Introduction

The Terra network operates a set of proof of stake validator nodes to provide security for the network. Validators are judged on their uptime and on the quality of their validation - any deviations from expectations can result in slashing and loss of funds for the validator operator. This post explores some uptime & downtime insights of the Terra validator nodes.

How often do Validators go down?

How often do validators that have been online at least once in the past 6 months turn off? It turns out, that on average, it happens pretty often - once every 1.6 hours for each validator (see table below). This simple statistic doesn't really tell the story though - there are some very reliable validators and some rather unreliable ones making up this average.

We took a dataset of all validators who collected rewards over the last 6 months, and looked for the liveness events recorded on chain. These events are collected by the protocol and used in slashing calculations for nodes that haven't met their validation requirements. These events keep a record of how many blocks a validator missed validating.

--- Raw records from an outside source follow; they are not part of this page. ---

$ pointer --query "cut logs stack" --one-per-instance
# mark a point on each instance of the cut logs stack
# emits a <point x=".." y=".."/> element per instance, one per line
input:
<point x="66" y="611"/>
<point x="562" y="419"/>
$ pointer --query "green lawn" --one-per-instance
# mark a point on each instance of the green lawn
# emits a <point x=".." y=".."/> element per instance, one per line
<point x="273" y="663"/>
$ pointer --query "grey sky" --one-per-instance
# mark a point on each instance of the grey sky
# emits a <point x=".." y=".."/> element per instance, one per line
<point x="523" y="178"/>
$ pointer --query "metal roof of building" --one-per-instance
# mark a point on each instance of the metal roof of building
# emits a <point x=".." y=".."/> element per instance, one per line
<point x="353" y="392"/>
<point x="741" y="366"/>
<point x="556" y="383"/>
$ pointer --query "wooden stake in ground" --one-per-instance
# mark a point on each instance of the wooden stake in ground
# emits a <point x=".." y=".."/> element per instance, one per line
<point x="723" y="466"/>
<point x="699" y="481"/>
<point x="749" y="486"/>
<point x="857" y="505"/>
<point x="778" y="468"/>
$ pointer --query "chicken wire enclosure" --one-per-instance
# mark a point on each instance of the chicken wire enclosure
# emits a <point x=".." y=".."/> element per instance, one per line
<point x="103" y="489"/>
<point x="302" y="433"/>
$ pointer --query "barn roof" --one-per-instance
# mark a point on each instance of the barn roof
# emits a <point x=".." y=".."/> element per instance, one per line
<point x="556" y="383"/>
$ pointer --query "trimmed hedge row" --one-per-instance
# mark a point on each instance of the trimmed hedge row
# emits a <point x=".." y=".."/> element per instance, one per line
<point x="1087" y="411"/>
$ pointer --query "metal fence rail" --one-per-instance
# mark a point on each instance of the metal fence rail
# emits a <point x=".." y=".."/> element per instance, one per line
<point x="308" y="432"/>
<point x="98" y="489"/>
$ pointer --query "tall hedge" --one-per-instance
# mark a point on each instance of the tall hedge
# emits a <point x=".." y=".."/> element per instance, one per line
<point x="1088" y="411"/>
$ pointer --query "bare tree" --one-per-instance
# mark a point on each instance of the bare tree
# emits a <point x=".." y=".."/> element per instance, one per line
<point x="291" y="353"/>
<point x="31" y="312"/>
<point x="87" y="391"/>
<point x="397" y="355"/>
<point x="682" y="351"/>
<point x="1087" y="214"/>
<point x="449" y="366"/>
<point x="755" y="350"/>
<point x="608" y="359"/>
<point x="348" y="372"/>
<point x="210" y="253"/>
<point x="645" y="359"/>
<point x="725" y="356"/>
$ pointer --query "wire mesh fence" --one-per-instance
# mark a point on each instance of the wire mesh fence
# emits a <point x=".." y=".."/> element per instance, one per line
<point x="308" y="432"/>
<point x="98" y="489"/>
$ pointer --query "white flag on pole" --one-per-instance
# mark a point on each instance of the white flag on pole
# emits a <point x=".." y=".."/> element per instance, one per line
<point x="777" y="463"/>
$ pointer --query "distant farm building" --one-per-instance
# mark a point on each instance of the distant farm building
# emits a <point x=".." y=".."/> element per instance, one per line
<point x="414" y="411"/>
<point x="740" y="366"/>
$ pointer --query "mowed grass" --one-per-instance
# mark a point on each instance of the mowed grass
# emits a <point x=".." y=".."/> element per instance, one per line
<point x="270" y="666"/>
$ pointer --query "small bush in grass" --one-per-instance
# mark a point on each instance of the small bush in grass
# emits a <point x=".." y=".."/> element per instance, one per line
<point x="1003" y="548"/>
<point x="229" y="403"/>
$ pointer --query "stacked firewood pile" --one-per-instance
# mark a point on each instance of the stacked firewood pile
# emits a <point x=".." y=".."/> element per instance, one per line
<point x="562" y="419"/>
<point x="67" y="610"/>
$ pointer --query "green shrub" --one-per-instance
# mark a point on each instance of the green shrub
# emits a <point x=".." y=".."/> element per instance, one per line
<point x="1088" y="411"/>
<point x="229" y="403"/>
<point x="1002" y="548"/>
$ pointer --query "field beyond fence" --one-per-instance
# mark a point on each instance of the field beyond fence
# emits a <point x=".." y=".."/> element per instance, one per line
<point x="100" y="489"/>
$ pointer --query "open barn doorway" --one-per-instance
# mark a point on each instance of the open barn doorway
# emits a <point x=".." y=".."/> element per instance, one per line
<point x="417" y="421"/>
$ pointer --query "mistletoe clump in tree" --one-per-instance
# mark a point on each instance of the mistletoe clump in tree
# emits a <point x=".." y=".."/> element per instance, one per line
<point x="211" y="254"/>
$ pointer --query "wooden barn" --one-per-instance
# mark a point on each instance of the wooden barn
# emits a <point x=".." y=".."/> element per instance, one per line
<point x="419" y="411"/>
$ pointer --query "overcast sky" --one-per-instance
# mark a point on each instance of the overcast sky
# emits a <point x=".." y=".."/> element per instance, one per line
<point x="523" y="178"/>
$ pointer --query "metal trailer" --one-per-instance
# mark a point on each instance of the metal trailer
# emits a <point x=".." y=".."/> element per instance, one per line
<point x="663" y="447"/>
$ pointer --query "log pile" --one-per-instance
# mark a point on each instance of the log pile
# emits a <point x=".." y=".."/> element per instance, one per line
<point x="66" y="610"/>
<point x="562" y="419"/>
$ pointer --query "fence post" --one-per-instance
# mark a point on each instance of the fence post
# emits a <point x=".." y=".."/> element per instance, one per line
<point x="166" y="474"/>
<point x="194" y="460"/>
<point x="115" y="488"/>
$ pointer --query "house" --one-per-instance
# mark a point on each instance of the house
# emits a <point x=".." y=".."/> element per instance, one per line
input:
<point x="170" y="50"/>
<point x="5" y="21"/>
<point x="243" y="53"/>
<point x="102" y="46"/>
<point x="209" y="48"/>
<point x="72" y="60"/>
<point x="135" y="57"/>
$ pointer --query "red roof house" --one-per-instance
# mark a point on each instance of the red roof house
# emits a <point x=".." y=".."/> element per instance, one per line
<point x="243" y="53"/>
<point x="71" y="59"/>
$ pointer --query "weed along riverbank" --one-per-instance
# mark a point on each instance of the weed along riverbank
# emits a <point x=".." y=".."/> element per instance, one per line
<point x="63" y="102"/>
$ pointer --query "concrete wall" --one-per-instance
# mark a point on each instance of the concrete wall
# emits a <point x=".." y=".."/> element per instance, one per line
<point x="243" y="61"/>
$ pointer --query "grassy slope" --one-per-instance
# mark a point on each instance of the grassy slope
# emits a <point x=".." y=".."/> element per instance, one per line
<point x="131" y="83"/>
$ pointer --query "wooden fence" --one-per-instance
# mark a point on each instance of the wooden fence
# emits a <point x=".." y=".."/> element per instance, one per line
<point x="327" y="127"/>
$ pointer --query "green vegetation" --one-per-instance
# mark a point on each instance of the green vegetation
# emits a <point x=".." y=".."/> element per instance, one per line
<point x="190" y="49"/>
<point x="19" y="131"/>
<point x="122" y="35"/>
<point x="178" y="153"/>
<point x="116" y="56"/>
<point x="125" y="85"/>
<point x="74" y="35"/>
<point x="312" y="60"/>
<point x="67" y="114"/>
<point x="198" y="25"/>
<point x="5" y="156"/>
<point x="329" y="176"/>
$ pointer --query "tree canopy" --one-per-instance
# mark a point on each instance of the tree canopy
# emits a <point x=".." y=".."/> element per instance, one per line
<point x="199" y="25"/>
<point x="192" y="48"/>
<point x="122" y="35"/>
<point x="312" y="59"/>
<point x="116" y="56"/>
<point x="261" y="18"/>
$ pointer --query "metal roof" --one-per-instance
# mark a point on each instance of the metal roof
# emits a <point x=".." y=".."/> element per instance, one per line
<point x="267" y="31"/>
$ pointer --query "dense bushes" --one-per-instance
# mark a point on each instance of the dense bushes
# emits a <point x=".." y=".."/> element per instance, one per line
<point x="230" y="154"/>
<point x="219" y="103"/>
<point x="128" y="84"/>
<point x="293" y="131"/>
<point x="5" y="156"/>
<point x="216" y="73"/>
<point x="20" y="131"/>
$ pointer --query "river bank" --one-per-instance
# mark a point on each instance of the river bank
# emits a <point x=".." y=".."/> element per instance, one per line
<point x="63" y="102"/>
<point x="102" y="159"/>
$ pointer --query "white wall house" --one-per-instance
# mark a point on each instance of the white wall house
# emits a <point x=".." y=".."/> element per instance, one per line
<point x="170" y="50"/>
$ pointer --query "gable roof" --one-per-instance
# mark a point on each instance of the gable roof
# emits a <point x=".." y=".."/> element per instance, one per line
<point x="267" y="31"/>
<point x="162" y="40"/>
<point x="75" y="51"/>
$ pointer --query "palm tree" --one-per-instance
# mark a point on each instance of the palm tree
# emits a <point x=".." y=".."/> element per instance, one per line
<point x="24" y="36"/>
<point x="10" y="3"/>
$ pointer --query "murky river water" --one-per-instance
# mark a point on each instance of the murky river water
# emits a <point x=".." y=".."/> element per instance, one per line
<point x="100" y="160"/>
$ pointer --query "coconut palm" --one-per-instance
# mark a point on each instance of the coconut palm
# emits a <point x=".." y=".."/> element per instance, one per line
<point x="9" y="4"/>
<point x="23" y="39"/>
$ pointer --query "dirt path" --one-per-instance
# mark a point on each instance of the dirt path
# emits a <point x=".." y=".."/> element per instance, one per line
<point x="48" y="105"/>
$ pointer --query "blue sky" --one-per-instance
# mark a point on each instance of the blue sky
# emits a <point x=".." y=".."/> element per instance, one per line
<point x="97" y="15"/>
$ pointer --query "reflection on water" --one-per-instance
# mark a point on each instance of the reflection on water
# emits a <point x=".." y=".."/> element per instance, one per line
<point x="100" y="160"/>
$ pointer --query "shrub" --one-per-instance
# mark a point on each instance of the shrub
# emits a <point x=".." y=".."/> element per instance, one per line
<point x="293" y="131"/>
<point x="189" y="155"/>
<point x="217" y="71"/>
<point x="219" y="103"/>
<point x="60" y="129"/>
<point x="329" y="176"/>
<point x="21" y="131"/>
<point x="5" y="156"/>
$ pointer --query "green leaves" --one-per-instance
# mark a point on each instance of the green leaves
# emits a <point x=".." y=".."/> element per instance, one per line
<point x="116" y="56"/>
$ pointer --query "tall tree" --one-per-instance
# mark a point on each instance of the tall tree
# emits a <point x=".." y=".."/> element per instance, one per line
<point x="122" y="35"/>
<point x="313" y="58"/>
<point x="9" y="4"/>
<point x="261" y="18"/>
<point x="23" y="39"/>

Taking these liveness events and looking at how many, on average, each validator has had over this time (adjusting for how long the validator has been running), we can calculate an average time between downtime events for each validator. Another name for this metric is Mean Time Between Failure (MTBF) - a common metric in Asset Management. We can plot the MTBF for each validator and see what the distribution looks like below.

MTBF
1 1.6

We see there is a large variation between validators, pointing towards the conclusion that there are a number of very professional outfits, and potentially some less skilled or resourced node operators on the network. There are 4 validators who operate with an MTBF of greater than 60 hours (one downtime event every 2-3 days) and there are nearly 50 who operate at less than 2 hours between each downtime event.

Change in MTBF Over Time

To see how the MTBF metric has changed over the last 6 months, we plot the MTBF (per validator) over time below. We can see there has been a marked decrease in MTBF over the 6 months, with early weeks as high as 6 hours between downtime events, trending down to less than 1 hour per event per validator. This indicates a decrease in the overall reliability of the validator nodes over this time period.

High Performing Validators

We saw earlier that there was a distinct difference between the best and worst performing validators. The graph below segments the data to just look at the top 10 best performing validators (by number of downtime events relative to their operating time) over the last 6 months. Here we also see a downward trend. Earlier, MTBF ranged in the hundreds of hours between failures. This has trended down to around 30 hours between dowtime events. Notice that this is more than an order of magnitude better than the current average of around 1 hour.

Low Performing Validators

Performing the same analysis on the worst 10 validators (by downtime events) we can see why the average is so low. The most recent week average MTBF for this group is around 8 minutes, and there is a distinct downtrend from 6 months ago when this number was as high as 1 hour. This mirrors what we have seen in the rest of the dataset - reliability is trending downwards.

Conclusions

The data above has explored the downtime events among Terra validators. We have seen that, on average over the entire validator set, validators miss blocks around once every 1.6 hours. There is a vast difference between validators however - the best 10 validators currently miss blocks every 30 hours and the worst 10 miss one every 8 minutes. Across all datasets there has been a trend of decreasing reliability compared with 6 months ago.